Xavier Stephens, a senior business management major and captain of both the track and field and cross-country teams, experienced “Coaching Boys into Men” sessions during his freshman and sophomore years.

“I think it’s a good idea, but I feel like sometimes the guys just kind of take it as a joke,” Stephens said.

He said that a peer educator model may also not be taken seriously by athletes.

“Just knowing my teammates, we wouldn’t take it seriously,” Stephens said. “I think it’s overall a good thought, but personally for the track team, there’s a lot of people who wouldn’t take it seriously.”

Sexual Assault Awareness Month

Sexual Assault Awareness Month will take place in April. Each year, the campaign for the month is created by the National Sexual Violence Resource Center (NSVRC).

“While each campaign has a different theme, they all share same common goals: to raise visibility about sexual assault and share how it can be prevented, whether that’s through education about healthy sexuality, consent or bystander intervention,” the NSVRC website said.

Love stated that the idea for programming for Sexual Assault Awareness Month came from the desire of student groups to get involved.

“We got feedback from a graduate student who was working and went and talked to different student groups,” Love said. “The feedback that was [received] was that student groups wanted to be more involved, so we are creating a survey to the student groups to see if they want to partner with different activities for Sexual Assault Awareness Month.”

Student Assistance Program

Love stated that, with the funds from the grant, the Office of Title IX would be trying to launch a new counseling model for students in need of immediate help.

“At a lot of the forums, a lot of the feedback we were getting was that the mental health model is just not working here,” Love said. “I see that even more when it comes to people coming to my office for specific incidents.

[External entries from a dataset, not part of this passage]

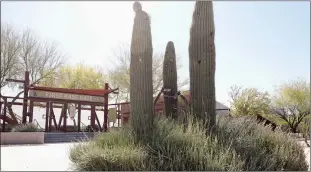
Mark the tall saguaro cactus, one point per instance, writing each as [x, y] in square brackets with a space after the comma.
[202, 62]
[141, 91]
[170, 80]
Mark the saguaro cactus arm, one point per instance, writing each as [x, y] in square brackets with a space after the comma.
[141, 88]
[202, 62]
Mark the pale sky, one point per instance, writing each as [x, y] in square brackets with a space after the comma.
[258, 44]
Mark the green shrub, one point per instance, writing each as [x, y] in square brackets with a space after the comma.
[28, 127]
[261, 148]
[238, 144]
[168, 148]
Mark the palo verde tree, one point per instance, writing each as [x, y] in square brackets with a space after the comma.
[76, 77]
[202, 63]
[141, 88]
[292, 103]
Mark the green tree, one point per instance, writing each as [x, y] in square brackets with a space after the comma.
[248, 101]
[292, 103]
[76, 77]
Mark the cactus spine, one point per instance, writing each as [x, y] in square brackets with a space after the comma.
[170, 81]
[202, 63]
[141, 91]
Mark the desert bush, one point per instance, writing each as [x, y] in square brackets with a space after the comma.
[238, 144]
[167, 148]
[28, 127]
[261, 148]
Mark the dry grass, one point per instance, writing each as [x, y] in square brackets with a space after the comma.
[238, 144]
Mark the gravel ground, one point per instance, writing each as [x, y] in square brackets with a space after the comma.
[49, 157]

So we want to pilot for September, October and November a Student Assistance Program, and that would be something where you could call into or video chat with a licensed psychologist and have either a three session model or a six session model.”

Love clarified that she would prefer a six session model.

According to the article “Preferences for Online and/or Face-to-Face Counseling among University Students in Malaysia” in the journal “Frontiers in Psychology,” in a survey of 409 college students across six different schools in Malaysia, it was discovered that the opinion of both in-person and online counseling was “somewhat positive.” It was also discovered that there was a “small, but statistically significant” preference for in-person counseling, with 145 of the 409 participants expressing a preference for in-person counseling, ranging from slight to strong.

The American Psychological Association states that “the explosion of smartphone users has created new opportunities for app-based companies to offer more accessible and affordable therapy.”

“You can actually have that immediate interaction with a counselor,” Love said. “Which is what I know people that come to my office are requesting. So we will pilot that for three months, and if students use it, we will look for long-term funding for that.”